OAuth で登場するのは、次の三者になる。
- Provider … OAuth API の提供者。 WebAPI でユーザの機密情報を公開する。 Twitter や Flickr などが該当。
- Consumer … OAuth API の利用者。 JSONP などで公開されているユーザの機密情報をユーザの許可を得て取得する。
- ユーザ
普通の OAuth の使い方だとこうなる。
- Consumer が Provider に WebAPI を利用するためのトークンを要求する
- Consumer へのトークンの発行をユーザが許可する。
- Provider が Consumer へトークンを発行する
- Consumer が WebAPI 経由で Provider 上のユーザの機密情報を取得する(発行されたトークンを一緒に送る)

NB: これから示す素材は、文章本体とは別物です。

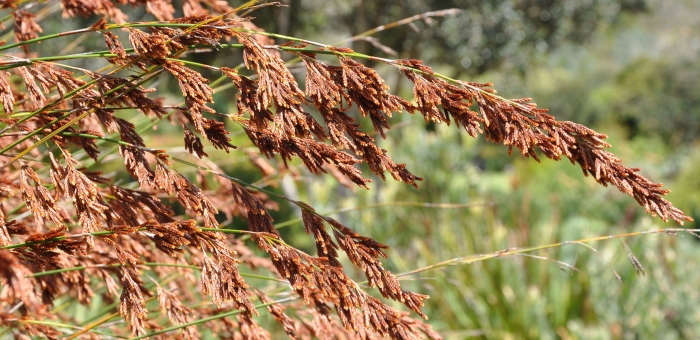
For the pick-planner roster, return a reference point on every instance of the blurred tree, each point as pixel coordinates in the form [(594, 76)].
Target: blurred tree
[(485, 35)]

ユーザの JavaScript 経由で WebAPI を使うときにも、同じように OAuth のトークンを付けてあげればいい。 OAuth のトークンを付けられるのはユーザが許可した Consumer だけ。他のサイトは OAuth トークンを知らないので、ユーザの機密情報を取得できないって訳。
デメリットは WebAPI を呼び出すたびに OAuth トークンへ署名をつけなきゃいけないことかな。 署名を付けるための鍵は Consumer が持っているので、
- ユーザは Consumer にトークンと署名を要求する
- Consumer は鍵を使ってトークンに署名を付与する
- ユーザは WebAPI 経由で Provider 上の機密情報を取得する(トークンと署名を一緒に送る)
という手間が必要になる。
まとめ
OAuth を使えば、クロスドメインで機密情報を公開するときのセキュリティ対策になるかもって話だった。 図を描かなかったので、分かりにくかったかも。
それから、クロスドメイン問題にはそれほど詳しくないので、間違いがあったら指摘をお願いします。